Christmas happens, whether we are ready or not.
Kind of like life. Kind of like weather.
One holiday season when we were fairly young...I was maybe in 3rd grade, meaning that my youngest sister was in kindergarten...the family went on a short trip just before Christmas. Some sort of work-related trip for Dad, I think. It was just supposed to be overnight, from Cleveland, OH to somewhere in Michigan.
Alas, weather happened, whether we were ready or not. And so Christmas Eve found my parents checking three confused, cranky kids into a motel room in Ann Arbor, MI, in the midst of an unexpected blizzard (not sure they had invented weather radar yet in the mid-60's...pocket calculators were still some years off, and e-mail probably hadn’t even been imagined).
HOW WILL SANTA FIND US? OUR STOCKINGS ARE AT HOME! You can imagine the wailing, gnashing of teeth, pleading and placating of parents....
"Santa" was pretty concerned, all right. All "Santa’s" best-laid plans were hidden in a closet hundreds of miles away, and where are those pesky magical reindeer when you need them most? Rudolph was good in fog, but what about a blinding blizzard?
This was the era before convenience stores, let alone Walmart/Walgreens/supermarkets open 24 hours a day. AND it was Christmas Eve. All the stores had sensibly closed early, so that families could be together. AND whatever might otherwise have been open was closed due to weather.
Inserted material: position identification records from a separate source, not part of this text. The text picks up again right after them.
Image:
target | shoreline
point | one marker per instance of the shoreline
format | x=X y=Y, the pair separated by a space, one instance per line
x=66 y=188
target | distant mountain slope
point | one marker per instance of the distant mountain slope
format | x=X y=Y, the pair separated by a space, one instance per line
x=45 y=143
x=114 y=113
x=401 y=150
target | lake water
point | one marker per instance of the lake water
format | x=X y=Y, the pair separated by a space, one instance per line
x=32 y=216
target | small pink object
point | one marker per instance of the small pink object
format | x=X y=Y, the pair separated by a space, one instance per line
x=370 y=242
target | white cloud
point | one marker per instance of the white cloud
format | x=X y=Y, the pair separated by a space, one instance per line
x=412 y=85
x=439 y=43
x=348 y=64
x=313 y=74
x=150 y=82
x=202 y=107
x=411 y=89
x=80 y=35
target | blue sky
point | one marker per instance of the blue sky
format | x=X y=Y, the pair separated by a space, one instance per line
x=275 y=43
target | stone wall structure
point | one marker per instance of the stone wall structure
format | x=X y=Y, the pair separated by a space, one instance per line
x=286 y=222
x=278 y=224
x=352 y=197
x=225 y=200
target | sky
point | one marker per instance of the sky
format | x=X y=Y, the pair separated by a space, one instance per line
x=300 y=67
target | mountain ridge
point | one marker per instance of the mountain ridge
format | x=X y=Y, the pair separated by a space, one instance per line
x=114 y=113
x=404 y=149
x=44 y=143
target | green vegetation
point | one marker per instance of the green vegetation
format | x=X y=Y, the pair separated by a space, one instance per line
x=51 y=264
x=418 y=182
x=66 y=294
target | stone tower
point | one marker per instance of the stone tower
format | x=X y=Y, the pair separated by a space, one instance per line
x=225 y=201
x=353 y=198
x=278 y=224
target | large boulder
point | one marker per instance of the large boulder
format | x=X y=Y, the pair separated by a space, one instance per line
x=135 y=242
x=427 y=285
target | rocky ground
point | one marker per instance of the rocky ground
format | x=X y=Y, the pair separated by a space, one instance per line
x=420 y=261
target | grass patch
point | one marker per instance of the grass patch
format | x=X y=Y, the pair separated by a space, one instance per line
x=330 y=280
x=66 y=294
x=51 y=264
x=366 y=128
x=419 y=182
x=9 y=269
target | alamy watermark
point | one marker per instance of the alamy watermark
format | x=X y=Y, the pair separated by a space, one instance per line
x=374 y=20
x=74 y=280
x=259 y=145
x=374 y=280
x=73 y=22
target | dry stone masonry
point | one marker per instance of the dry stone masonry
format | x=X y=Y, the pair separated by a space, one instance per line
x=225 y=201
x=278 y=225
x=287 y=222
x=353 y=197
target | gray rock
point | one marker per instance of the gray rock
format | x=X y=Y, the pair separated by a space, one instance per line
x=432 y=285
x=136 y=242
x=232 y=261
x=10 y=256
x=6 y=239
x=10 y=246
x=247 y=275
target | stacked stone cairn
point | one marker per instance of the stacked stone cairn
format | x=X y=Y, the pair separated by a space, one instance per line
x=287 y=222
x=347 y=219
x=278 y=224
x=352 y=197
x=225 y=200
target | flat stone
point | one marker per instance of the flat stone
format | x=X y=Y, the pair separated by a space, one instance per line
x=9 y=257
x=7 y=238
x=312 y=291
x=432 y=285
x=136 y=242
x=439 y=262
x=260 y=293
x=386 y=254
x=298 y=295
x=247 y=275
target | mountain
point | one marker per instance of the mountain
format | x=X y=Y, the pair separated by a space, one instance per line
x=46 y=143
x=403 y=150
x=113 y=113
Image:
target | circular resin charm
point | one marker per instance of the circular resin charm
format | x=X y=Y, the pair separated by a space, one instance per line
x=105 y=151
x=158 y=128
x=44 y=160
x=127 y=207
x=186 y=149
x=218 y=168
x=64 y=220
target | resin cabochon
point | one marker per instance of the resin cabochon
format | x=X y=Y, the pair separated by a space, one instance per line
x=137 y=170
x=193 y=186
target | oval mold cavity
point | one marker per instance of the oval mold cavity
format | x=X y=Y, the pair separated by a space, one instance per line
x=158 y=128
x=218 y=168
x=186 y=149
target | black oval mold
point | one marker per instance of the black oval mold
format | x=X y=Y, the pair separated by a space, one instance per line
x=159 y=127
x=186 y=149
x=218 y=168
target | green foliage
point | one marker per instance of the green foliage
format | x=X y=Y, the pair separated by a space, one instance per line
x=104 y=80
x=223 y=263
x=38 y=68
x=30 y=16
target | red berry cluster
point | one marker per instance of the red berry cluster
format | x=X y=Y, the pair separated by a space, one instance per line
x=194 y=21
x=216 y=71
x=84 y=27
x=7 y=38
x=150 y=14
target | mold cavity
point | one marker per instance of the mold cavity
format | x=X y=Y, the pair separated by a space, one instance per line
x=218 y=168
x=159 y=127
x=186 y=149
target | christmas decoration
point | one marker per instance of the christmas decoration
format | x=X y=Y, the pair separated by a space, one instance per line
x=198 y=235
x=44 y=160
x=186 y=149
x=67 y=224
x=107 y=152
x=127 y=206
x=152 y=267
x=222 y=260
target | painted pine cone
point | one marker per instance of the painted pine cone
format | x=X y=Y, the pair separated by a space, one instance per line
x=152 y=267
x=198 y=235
My ever-resourceful parents did their best. Christmas morning dawned on knee socks from our scant luggage, hung along the motel room dresser. They were filled with whatever could be scrounged from the motel vending machines, front desk, under the car seat, anywhere. Just so there was something there on Christmas morning. Under the circumstances, I don’t think my sisters and I really blamed Santa for not putting on his usual (fairly modest and practical) show.
The real Christmas story here is that I don’t even remember the ordeal personally, though I’m sure it was traumatic for all of us at the time. This account is fictionalized from brief recounts told by my parents on rare occasions. Life, the universe, and everything go on, even when it feels like the end of the world to us at the moment. The winds of time send the sands of a million everyday moments to submerge that one horrible moment in vast shifting dunes. It might by chance be seen again, briefly, now and then, but only as a tiny part of a vast landscape.
In the words of Julian of Norwich,
And all will be well
And all will be well
And all manner of things will be well.
And isn’t that the real message of Christmas, anyway?